Their jokes
Why do kids with cancer hate their birthday?
They don't know if they'll be alive to see it.
How are feminists different from gorillas? At least gorillas don't abort their own children.
Bad joke: Why is it easy to bully orphans? Because what are they going to do, tell their parents?
What do rapists like to suck?
The life out of their victim.
Two people about to have sex realize they have no lube.
In their desperate, horny haste, they looked for the nearest "Downy" and asked it, "Speak into my hand."
Upon their return to the bed, they regretted it immediately because his dick just stayed down...
Memes
What's an orphan's favorite toy?
A boomerang, because it came back unlike their parents.
If cancer was a person I’d shake their hand and say: "Thank you for your service."
Sorry if it’s too far, but don’t come here if you can’t take it.
Why do people not adhere to the corona measures?
Because they hate their lives and want to die.
My parents came back from their vacation in Florida, and all I got is this lousy nursemaid from Miami named mammie.
You can make fun of adopted kids all you want. What are they going to do, tell their parents on you? Lol.
How do you become with NATO? Promise no more world wars by secretly performing military practices behind their back.
Iran? More like tin can, cause we’re going to kick their teeth in, am I right?
Why do orphans become criminals? To know what it’s like to be Wanted.
Why are orphans bad at poker? They don’t know what a full house is.
I saw a child crying yesterday, so I asked him where his parents were. Bad move. I got fired from my job at the orphanage.
What do you call an orphan’s family reunion? Me time.
Did you know? The letter ‘f’ in orphan stands for family.
What is an orphan’s least favorite song? "We are Family."
What’s an orphan’s least favorite TV show? "Family Guy."
What’s an orphan’s least favorite movie? "Meet the Parents."
What’s an orphan’s least favorite type of music? House.
Next: Inappropriate Jokes
What’s an orphan’s least favorite store? Home Depot.
What’s an orphan’s favorite band? Foster the People.
What do you call a virgin from Alabama? An orphan.
Where do orphan chickens end up? Foster Farms.

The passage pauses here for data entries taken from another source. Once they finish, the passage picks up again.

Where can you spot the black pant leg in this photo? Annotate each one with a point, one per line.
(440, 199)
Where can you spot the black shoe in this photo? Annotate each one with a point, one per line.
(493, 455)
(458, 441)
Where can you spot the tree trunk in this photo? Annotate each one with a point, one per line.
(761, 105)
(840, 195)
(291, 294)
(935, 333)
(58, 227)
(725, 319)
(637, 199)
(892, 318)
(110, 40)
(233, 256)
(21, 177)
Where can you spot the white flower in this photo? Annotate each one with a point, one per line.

What beer do orphans drink? Foster’s.
Why do orphans have water with their cereal? Because their dad never came back with the milk.
What do you call a fish with no parents? An orfin.

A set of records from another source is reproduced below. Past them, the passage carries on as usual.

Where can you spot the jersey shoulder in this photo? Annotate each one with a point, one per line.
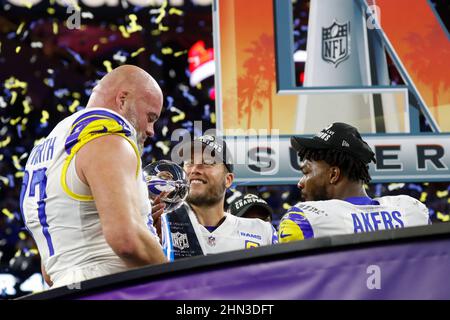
(94, 123)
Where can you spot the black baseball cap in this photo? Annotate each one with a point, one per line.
(246, 202)
(339, 136)
(216, 147)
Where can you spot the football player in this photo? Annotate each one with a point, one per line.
(209, 228)
(83, 197)
(335, 168)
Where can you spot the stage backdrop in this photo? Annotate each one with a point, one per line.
(292, 67)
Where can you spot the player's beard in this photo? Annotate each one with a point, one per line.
(211, 197)
(131, 116)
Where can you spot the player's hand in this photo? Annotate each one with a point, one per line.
(157, 210)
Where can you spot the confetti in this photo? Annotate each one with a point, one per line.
(443, 217)
(176, 11)
(55, 28)
(45, 116)
(20, 28)
(107, 65)
(74, 105)
(5, 142)
(138, 51)
(165, 149)
(166, 50)
(423, 197)
(8, 213)
(442, 194)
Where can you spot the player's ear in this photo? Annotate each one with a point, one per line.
(229, 177)
(121, 98)
(334, 174)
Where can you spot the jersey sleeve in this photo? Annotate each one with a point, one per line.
(166, 240)
(94, 124)
(87, 127)
(294, 226)
(274, 235)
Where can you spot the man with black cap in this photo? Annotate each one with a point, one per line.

Why do orphans like playing tennis? Because it’s the only love they get.
Me: Are you an orphan? Orphan: Yes, what gave me away?
It’s like Sonic always says, “If you’re ever bored, punch an orphan. What are they gonna do, tell their parents?”
Want to know something? Jason and Michael Myers had to watch their family while they have to live forever. That's why they kill; they're trying to make people experience what they did.
Your hairline is so curved that McDonald's hired you to be their "M."
Why don't molestation victims speak up about their trauma? Because it's a touchy topic.
I hate when people leave their cars running, especially in the summer.
I'm like, "You got Tracy Latimer in there or something?"
Why can't orphans have a large bag of chips? Because they're family sized.
What do children with cancer and Russian soldiers have in common? Their life doesn't last long.